Несмотря на обнадеживающую поддержку, судьба Лейбова была предрешена. В том же Соборном уложении нашлась статья и для него: «А будет кого басурман какими-нибудь мерами или насильством или обманом русского человека к своей басурманской вере принудит, и по своей басурманской вере обрежет, а сыщется про то допряма, и того басурмана по сыску казнить, сжечь огнем безо всякого милосердия».

В решении Юстиц-коллегии о казни Лейбова просматривается явная несообразность. Признав, что Возницын «отпал» от православной веры и признал жидовский закон «самовольно», то есть без всякого принуждения к тому насилием или обманом, Юстиц-коллегия тем не менее постановила подвергнуть Боруха казни, т.е., по существу, признала его виновным в принуждении Возницына к жидовской вере. Искать логику в действиях замшелых ортодоксов бессмысленно. На самом же деле «вина» Лейбова состояла лишь в том, что он, видя твердое желание Возницына принять еврейство, не отказал ему в просьбе и помог совершить гиюр (процесс перехода в иудаизм).

Монаршая резолюция гласила: «Дабы далее сие богопротивное дело не продолжилось, и такие, богохульник Возницын и превратитель в Жидовство жид Борох других прельщать не дерзали: того ради за такие их богопротивные вины, без дальнего продолжения, по силе Государственных прав, обоих казнить смертью и сжечь, чтоб другие смотря на то невежды и богопротивники, от Христианского закона отступать не могли и в свои законы превращать не дерзали»{40}.

В июле 1738 года на фасадах домов и фонарных столбах Санкт-Петербурга можно было увидеть объявление: «Сего июля 15 дня, то есть в субботу, по указу Ея Императорского Величества имеет быть учинена над некоторым противу истинного Христианского закона преступником и превратителем, экзекуция на Адмиралтейском острову, близ нового гостиного двора. Того ради публикуется сим, чтоб всякого чина люди, для смотрения той экзекуции сходились к тому месту означенного числа по утру с 8 часа». Так были сожжены заживо «преступник» — отрекшийся от православия отставной капитан-поручик Александр Артемьевич Возницын и «превратитель» — еврей-откупщик Борух Лейбов, якобы обративший его в иудаизм.

От их мученической смерти выиграла лишь вдова Елена Возницына, которая «в награждение за правый донос» на мужа получила часть оставшегося после него имущества, а также «100 душ с землями и с прочими принадлежностями».

За «святую» православную веру пострадали не только принявший иудаизм Возницын и «превратитель» Борух Лейбов.
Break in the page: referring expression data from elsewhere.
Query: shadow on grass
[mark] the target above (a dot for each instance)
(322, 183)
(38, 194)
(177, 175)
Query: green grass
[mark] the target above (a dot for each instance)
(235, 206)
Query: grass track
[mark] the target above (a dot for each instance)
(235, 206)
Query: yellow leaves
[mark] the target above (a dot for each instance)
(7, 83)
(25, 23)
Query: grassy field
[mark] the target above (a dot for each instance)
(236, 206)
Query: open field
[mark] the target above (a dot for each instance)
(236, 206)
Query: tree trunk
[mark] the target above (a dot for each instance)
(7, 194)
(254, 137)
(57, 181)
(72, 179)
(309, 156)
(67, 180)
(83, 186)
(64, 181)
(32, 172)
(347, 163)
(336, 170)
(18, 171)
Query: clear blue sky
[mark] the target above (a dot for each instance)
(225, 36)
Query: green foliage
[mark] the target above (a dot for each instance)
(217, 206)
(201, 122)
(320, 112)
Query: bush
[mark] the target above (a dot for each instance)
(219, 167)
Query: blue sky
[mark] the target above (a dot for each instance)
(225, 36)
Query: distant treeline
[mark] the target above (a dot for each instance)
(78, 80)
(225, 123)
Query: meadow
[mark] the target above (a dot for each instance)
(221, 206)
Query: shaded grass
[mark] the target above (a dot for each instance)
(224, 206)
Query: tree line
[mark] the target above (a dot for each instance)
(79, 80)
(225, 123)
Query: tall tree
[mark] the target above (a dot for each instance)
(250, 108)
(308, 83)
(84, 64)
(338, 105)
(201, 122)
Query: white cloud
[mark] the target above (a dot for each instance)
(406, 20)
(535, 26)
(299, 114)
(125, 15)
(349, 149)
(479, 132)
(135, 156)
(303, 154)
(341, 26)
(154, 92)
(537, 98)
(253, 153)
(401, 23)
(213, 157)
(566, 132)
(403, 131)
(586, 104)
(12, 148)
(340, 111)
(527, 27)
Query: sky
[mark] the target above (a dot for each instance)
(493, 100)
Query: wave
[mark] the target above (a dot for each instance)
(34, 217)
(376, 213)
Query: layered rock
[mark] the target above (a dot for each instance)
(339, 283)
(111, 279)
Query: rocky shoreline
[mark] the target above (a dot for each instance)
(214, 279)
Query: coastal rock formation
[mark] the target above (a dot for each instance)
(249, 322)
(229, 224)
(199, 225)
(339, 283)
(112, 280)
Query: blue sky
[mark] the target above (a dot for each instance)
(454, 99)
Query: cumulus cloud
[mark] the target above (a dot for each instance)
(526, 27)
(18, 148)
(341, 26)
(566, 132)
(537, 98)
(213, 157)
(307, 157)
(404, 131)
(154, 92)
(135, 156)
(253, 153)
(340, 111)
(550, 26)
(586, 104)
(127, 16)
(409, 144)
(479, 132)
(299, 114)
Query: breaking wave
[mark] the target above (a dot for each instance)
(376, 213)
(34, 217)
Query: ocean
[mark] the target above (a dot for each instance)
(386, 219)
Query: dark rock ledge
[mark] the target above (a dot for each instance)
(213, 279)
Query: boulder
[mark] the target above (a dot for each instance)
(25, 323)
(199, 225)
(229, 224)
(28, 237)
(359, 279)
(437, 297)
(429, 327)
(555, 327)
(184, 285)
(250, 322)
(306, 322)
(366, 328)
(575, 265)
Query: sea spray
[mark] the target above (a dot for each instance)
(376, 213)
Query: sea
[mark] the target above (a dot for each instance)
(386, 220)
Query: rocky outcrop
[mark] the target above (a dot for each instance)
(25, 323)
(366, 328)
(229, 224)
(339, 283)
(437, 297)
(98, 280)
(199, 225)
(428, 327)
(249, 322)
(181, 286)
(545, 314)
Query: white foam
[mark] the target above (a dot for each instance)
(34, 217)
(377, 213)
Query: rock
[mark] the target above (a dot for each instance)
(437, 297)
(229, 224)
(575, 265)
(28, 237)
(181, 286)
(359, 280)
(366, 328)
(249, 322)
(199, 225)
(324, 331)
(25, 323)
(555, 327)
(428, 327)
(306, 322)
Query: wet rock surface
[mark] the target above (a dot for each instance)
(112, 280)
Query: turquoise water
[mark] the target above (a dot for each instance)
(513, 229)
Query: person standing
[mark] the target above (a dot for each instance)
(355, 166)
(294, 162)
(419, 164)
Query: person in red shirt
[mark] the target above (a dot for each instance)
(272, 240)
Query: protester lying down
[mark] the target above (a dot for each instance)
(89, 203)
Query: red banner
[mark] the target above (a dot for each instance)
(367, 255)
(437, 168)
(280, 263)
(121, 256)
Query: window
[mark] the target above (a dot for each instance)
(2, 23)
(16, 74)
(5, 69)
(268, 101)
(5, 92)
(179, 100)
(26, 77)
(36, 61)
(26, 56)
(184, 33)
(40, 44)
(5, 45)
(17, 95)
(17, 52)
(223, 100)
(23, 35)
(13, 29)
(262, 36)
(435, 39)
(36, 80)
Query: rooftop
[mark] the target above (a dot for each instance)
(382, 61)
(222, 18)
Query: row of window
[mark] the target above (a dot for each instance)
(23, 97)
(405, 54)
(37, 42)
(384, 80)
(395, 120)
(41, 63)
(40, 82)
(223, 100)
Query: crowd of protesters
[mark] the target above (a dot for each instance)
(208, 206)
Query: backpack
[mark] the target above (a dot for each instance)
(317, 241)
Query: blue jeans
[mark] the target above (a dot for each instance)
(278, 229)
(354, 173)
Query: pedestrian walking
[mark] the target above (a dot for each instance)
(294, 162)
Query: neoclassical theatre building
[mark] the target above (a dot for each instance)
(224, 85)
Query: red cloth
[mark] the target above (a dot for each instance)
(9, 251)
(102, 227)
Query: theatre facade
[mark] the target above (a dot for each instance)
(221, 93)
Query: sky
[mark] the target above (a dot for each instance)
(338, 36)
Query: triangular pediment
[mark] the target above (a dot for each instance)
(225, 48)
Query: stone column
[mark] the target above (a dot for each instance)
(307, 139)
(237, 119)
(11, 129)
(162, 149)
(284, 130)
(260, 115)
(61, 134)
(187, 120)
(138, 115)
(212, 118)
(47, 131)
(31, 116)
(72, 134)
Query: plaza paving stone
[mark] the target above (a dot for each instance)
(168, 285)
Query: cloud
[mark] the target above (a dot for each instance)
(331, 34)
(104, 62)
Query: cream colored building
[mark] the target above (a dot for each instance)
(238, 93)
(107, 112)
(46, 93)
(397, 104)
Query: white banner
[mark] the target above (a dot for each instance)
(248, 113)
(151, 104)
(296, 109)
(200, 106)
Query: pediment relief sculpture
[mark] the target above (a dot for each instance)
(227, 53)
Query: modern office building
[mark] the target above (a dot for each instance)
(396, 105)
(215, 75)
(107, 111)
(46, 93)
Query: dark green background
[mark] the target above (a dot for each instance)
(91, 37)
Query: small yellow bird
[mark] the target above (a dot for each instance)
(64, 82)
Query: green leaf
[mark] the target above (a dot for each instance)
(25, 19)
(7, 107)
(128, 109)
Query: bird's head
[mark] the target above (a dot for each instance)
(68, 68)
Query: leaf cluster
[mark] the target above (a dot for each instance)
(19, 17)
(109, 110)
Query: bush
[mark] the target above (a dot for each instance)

В том же 1738 году в Екатеринбурге по доносу был сожжен татарин Тойгильда Жуляков, который выкрестился в православие, а потом возвратился в ислам. Приговор «неверному» гласил: «Велено тебя, татарина Тойгильду, за то, что ты, крестясь в веру греческого вероисповедания, принял снова магометанский закон и тем не только в богомерзкое преступление впал, но яко пес на свои блевотины возвратился и клятвенное свое обещание, данное при крещении, презрел, чем Богу и закону его праведному учинил великое противление и ругательство, на страх другим таковым, кои из магометанства приведены в христианскую веру, при собрании всех крещеных татар велено казнить смертью — сжечь»{41}.
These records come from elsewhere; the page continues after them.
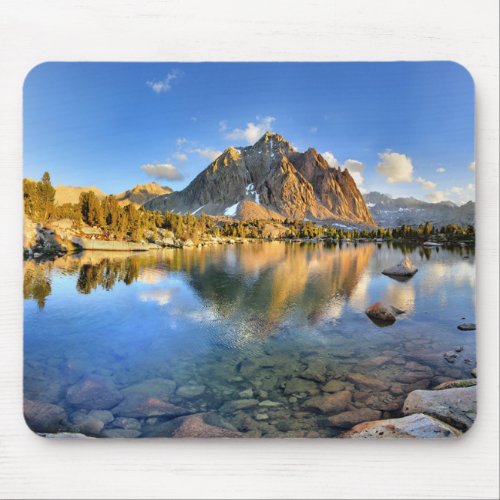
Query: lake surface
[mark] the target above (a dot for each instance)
(227, 330)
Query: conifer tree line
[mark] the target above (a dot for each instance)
(133, 224)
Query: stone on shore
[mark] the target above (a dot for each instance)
(404, 269)
(349, 418)
(94, 393)
(44, 417)
(456, 407)
(413, 426)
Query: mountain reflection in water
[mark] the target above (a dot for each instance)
(203, 316)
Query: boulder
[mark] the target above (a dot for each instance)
(465, 327)
(349, 418)
(404, 269)
(451, 384)
(195, 427)
(383, 314)
(413, 426)
(329, 403)
(44, 417)
(334, 386)
(94, 393)
(141, 406)
(190, 391)
(160, 388)
(238, 404)
(457, 406)
(367, 383)
(299, 386)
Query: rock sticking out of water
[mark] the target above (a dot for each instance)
(413, 426)
(44, 417)
(466, 327)
(404, 269)
(456, 406)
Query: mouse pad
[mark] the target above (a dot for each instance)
(263, 250)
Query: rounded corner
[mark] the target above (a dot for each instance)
(33, 70)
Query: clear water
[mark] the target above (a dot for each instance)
(233, 318)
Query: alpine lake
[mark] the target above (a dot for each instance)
(247, 336)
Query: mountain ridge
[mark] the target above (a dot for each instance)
(271, 174)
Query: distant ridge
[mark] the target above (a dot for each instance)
(142, 193)
(392, 212)
(270, 177)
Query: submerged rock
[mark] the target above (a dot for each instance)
(451, 384)
(465, 327)
(238, 404)
(44, 417)
(413, 426)
(383, 314)
(141, 406)
(329, 403)
(404, 269)
(94, 393)
(456, 406)
(349, 418)
(190, 391)
(299, 386)
(367, 383)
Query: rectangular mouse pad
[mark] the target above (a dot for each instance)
(275, 250)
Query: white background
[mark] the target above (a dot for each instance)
(76, 30)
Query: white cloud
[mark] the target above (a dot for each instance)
(436, 196)
(457, 194)
(330, 159)
(425, 183)
(182, 157)
(164, 85)
(356, 169)
(396, 167)
(251, 133)
(208, 153)
(162, 171)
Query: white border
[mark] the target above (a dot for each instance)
(184, 30)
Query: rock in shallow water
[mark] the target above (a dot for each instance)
(413, 426)
(299, 386)
(466, 327)
(404, 269)
(456, 406)
(349, 418)
(329, 403)
(44, 417)
(141, 406)
(94, 393)
(383, 314)
(367, 383)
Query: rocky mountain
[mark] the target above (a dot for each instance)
(142, 193)
(270, 178)
(71, 194)
(391, 212)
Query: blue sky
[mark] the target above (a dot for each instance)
(406, 129)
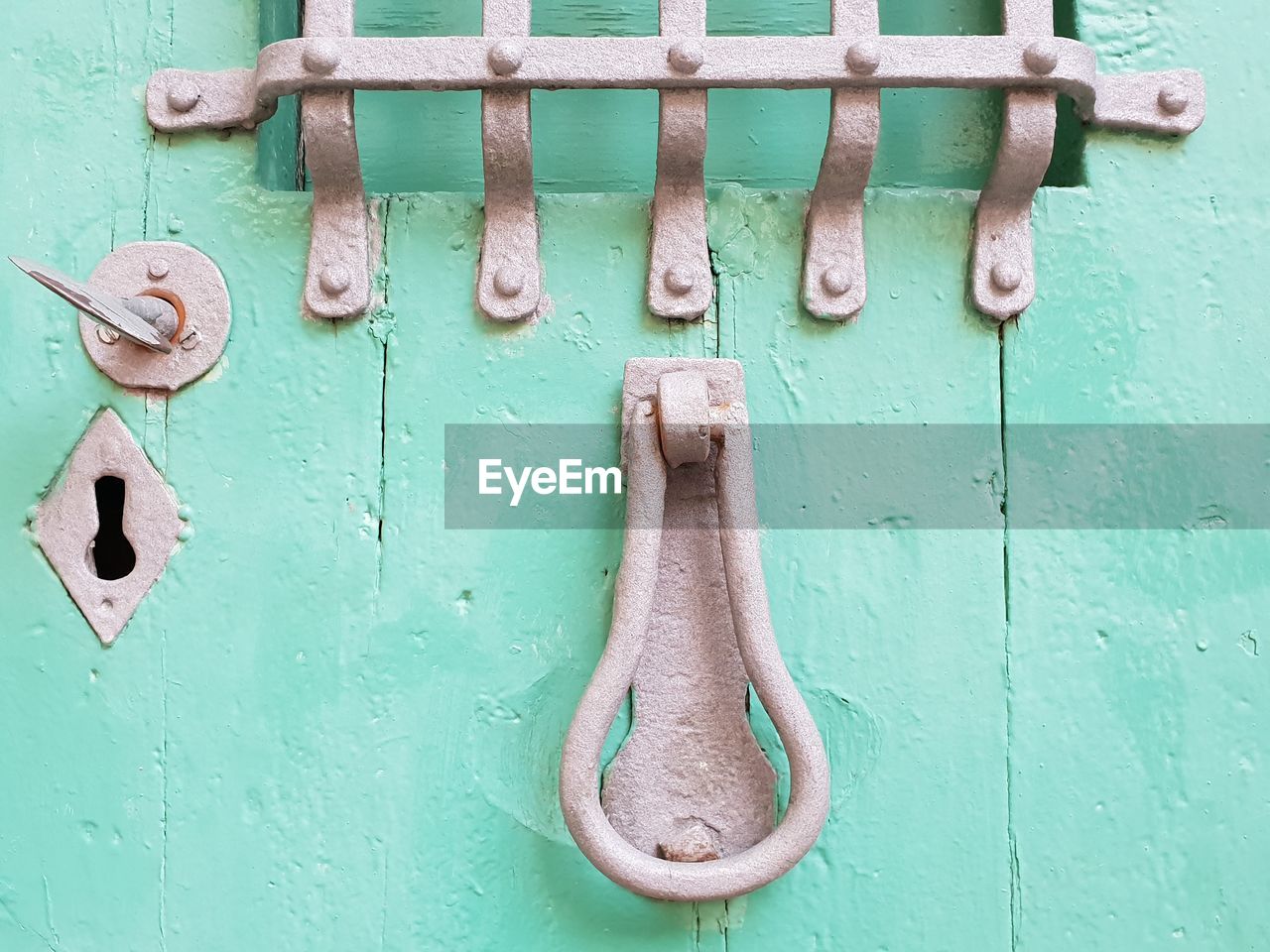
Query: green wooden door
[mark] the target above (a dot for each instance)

В первой половине XIX века несколько доносчиков практически одновременно сделали доносы на декабристов. За несколько дней до восстания Николай I был предупрежден о намерениях тайных обществ начальником Главного штаба И.И. Дибичем и декабристом Я.И. Ростовцевым. Кроме того, доносы на организаторов и участников восстания подали также Шервуд и Майборода.
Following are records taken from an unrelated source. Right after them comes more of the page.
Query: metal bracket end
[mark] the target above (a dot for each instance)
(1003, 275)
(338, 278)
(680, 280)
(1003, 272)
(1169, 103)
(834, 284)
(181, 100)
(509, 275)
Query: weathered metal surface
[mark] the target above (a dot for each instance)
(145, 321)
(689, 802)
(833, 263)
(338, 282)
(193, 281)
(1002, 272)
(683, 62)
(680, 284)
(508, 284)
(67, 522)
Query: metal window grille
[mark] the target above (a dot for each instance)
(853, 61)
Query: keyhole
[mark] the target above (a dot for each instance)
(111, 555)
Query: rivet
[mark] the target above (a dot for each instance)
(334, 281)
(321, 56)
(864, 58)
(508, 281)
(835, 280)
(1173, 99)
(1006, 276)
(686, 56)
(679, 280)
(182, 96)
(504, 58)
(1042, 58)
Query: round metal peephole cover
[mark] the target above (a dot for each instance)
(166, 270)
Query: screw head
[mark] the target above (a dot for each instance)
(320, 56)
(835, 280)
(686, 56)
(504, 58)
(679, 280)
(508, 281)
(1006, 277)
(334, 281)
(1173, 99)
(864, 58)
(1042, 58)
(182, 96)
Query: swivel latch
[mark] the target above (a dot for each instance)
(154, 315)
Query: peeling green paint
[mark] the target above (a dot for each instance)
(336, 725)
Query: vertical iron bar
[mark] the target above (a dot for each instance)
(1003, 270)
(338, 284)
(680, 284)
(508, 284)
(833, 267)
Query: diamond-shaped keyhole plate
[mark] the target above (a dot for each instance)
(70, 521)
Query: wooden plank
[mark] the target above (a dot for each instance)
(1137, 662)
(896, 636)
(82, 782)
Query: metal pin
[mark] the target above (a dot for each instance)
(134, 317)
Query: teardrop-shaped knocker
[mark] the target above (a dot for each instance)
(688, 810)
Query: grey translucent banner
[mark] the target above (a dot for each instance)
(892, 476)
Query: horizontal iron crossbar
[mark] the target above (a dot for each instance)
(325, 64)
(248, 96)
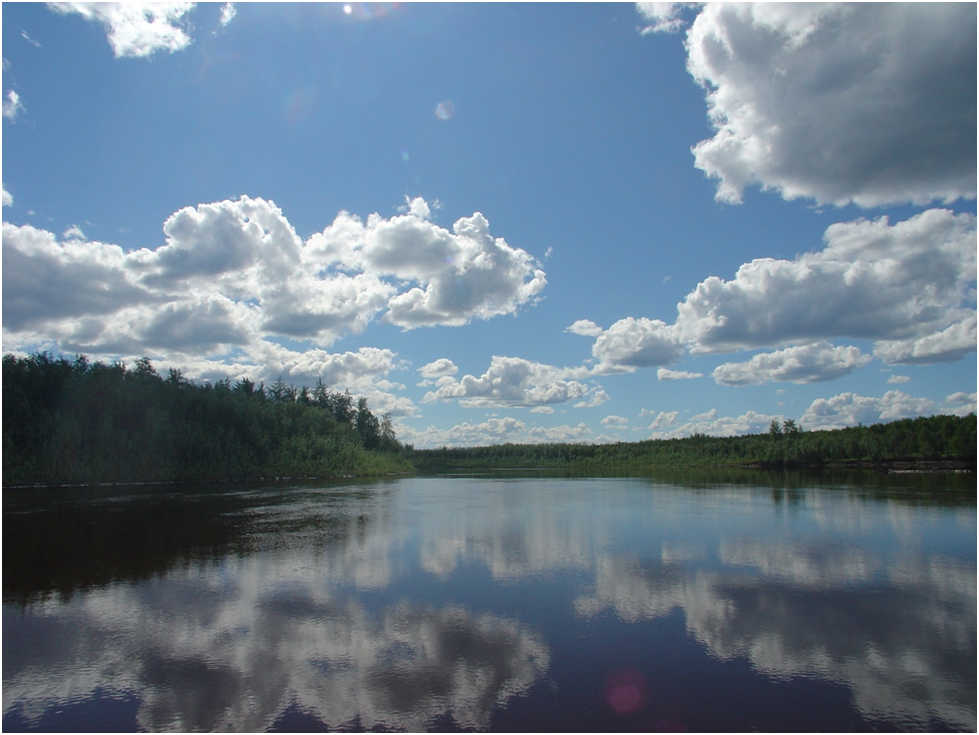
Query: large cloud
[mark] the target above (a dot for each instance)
(867, 103)
(951, 343)
(802, 364)
(460, 275)
(244, 264)
(871, 280)
(137, 29)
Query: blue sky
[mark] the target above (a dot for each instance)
(559, 222)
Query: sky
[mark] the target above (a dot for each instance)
(505, 222)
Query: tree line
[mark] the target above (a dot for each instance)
(783, 445)
(79, 421)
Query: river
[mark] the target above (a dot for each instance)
(493, 603)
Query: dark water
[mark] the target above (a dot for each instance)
(530, 604)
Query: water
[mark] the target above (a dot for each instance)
(534, 604)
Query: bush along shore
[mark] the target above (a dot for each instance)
(75, 421)
(936, 443)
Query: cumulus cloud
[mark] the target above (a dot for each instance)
(872, 104)
(497, 430)
(710, 423)
(73, 233)
(460, 275)
(137, 29)
(438, 368)
(667, 374)
(960, 404)
(801, 364)
(252, 276)
(951, 343)
(850, 409)
(615, 422)
(44, 280)
(228, 13)
(632, 343)
(514, 381)
(871, 280)
(661, 420)
(584, 327)
(662, 17)
(12, 106)
(597, 398)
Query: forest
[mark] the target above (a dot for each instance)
(936, 441)
(76, 421)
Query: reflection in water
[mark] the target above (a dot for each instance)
(905, 649)
(432, 603)
(234, 654)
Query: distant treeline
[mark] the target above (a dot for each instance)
(77, 421)
(933, 438)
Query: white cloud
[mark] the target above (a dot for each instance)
(461, 275)
(137, 29)
(73, 233)
(242, 257)
(871, 103)
(438, 368)
(584, 327)
(663, 17)
(24, 34)
(960, 404)
(12, 106)
(850, 409)
(597, 398)
(497, 430)
(945, 345)
(228, 13)
(417, 207)
(632, 343)
(661, 420)
(801, 364)
(667, 374)
(871, 280)
(615, 422)
(514, 381)
(44, 280)
(750, 422)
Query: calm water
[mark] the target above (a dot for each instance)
(478, 603)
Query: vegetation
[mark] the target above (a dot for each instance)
(75, 421)
(951, 439)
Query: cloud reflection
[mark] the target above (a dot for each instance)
(237, 658)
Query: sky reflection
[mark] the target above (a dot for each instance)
(401, 605)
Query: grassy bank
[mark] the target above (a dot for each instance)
(78, 422)
(938, 442)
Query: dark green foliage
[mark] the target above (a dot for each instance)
(90, 422)
(783, 445)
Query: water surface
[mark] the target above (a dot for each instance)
(492, 603)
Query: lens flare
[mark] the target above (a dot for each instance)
(444, 110)
(625, 691)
Иван Иванович Дибич-Забалканский (при рождении Иоганн Карл Фридрих Антон фон Дибич) (1785—1831 гг.) — уроженец Пруссии, граф, последний представитель рода Дибичей, российский генерал-фельдмаршал, полный кавалер ордена Св. Георгия. Отличился во многих сражениях в Отечественную войну 1812 года. Дибич играл заметную роль в войне с Наполеоном, участвуя в битвах при Аустерлице и Прейсиш-Эйлау Он отличился также в сражениях при Дрездене, Кульме и Лейпциге, в 1814 году — в боях под Ла-Ротьером и Арсисюр-Об. В 1824 году Дибич стал начальником главного штаба; в 1825 году сопровождал Александра I в Таганрог и присутствовал при его кончине, а при вступлении на престол императора Николая заслужил его расположение донесением об открытии заговора декабристов. Большинство заговорщиков находилось во 2-й армии, и Дибич лично принял меры к аресту важнейших из них. Он возглавил подавление восстания в Польше в 1831 году. Закончить войну взятием Варшавы Дибич не успел; в ночь на 29 мая 1831 года, в с. Клешеве, близ Пултуска, он скончался от холеры{42}.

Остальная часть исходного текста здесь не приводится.